WE FOUND THE GOLDEN SNITCH! And it lives in the Bogotá Botanical Gardens

This weekend I probably looked significantly more like a tourist than anything else, but I’m okay with it, since all of my adventures were so much fun. Saturday, I headed to the Botanical Gardens, which are nestled near the massive Parque Simon Bolivar, in sort of the center-west of the city.



The Parque is slightly larger than Central Park, and it takes what seems like half an hour to drive around it. Rachel and I accidentally ended up on the opposite side of the park from the gardens, and were told by a somewhat amused vendor that it would take us at least an hour to walk there. Whoops. To the taxis!
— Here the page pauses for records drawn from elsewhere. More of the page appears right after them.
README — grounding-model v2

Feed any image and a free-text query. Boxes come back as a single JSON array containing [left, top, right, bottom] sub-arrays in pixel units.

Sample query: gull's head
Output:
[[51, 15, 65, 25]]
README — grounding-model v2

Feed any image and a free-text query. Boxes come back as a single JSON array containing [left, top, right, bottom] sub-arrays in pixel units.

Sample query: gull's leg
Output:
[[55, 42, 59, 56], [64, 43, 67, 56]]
The  gardens themselves are small but gorgeous — a tranquil little slice of the woods in the middle of the city. It’s amazing how quiet it is inside the gates — it’s almost possible to forget that you’re surrounded by cars, trucks belching diesel fuel and almost 8 million other people. We wandered through the Amazon greenhouses, the rose gardens and a few other exhibits before taking an-almost nap on the grass until we were kicked out by the staff (to be fair, we did stay more than half an hour after the official closing time).

This is where I'm taking all my dates this year.
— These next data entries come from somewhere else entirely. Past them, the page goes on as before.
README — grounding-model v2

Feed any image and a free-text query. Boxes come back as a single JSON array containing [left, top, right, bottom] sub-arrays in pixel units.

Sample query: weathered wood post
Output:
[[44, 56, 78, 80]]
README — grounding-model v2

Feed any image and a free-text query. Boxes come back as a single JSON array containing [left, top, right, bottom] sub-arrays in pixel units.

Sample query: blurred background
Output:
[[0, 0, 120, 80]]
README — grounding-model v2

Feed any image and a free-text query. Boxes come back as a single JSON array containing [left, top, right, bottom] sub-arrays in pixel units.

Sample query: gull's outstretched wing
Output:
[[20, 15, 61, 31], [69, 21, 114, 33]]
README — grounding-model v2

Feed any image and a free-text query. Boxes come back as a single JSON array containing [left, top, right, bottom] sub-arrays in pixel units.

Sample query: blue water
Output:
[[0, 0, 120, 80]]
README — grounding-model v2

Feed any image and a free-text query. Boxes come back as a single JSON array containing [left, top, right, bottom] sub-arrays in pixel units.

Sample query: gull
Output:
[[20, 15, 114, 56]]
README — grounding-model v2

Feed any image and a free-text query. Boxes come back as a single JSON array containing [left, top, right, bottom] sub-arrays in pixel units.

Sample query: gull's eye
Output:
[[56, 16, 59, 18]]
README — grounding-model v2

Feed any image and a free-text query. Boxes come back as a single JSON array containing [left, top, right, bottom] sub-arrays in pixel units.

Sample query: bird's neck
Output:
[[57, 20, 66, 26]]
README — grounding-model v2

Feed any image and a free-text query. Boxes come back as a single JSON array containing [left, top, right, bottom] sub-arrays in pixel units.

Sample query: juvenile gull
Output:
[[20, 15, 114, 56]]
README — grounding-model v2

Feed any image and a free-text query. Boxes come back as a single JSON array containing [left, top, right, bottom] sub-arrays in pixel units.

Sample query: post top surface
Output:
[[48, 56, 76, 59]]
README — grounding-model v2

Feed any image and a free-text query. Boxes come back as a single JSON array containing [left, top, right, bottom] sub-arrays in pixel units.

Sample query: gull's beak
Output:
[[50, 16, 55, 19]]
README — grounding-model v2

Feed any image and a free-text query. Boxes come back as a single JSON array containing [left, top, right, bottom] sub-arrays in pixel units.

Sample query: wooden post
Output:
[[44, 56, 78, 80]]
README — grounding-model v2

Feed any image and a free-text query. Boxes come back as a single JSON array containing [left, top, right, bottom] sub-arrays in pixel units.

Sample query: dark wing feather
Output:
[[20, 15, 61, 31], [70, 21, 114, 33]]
This morning, Kate, Tasha and I investigated the craft market at Usaquén, which used to be a little mountain village before it was swallowed by the ever-expanding urban amoeba of Bogotá. It still feels very separate from the city as a whole, though — little colonial houses, narrow streets, vendors selling mazorca(corn on the cob with salt and butter) on almost every corner. They have a well-known artisans’ market every Sunday, which attracts a mix of Bogotanos and tourists — as evidenced from the vendors who began speaking to us in English when they spotted Kate and Tasha’s blonde hair. The crafts run the gamut from beautiful paintings to tiny finger puppets, from overpriced to surprisingly affordable. Naturally, we spent most of our time looking at handmade notebooks and earrings. Surprise. Maybe someday I’ll feel like buying other things.



Still, it worked out pretty well for me — I got a beautiful handmade notebook, a (very cheap) bag in the colors of the Colombian flag so I’ll fit in a little more (seriously, patriotism via bags is a very real thing here), and a pair of origami earrings shaped like elephants. Elephants!

Perhaps the greatest victory of the day, though, was our discovery of an Argentine empanada place, tucked away in a narrow space on one of the side streets. While they do sell empanadas here in Bogotá, they’re typically filled only with carne or pollo, and fried to ensure there’s no chance for survival of whatever’s inside it. Which is to say, they don’t hold a candle to the delicious variety of Argentine empanadas. I was beside myself with happiness to find empanadas al horno (baked), in flavors from espinaca (spinach) to delicious cebolla con queso (onion with cheese).

Needless to say, I may be making a pilgrimage to Usaquén every Sunday until I’ve tried all the available empanada options. And then I’ll probably go back for seconds.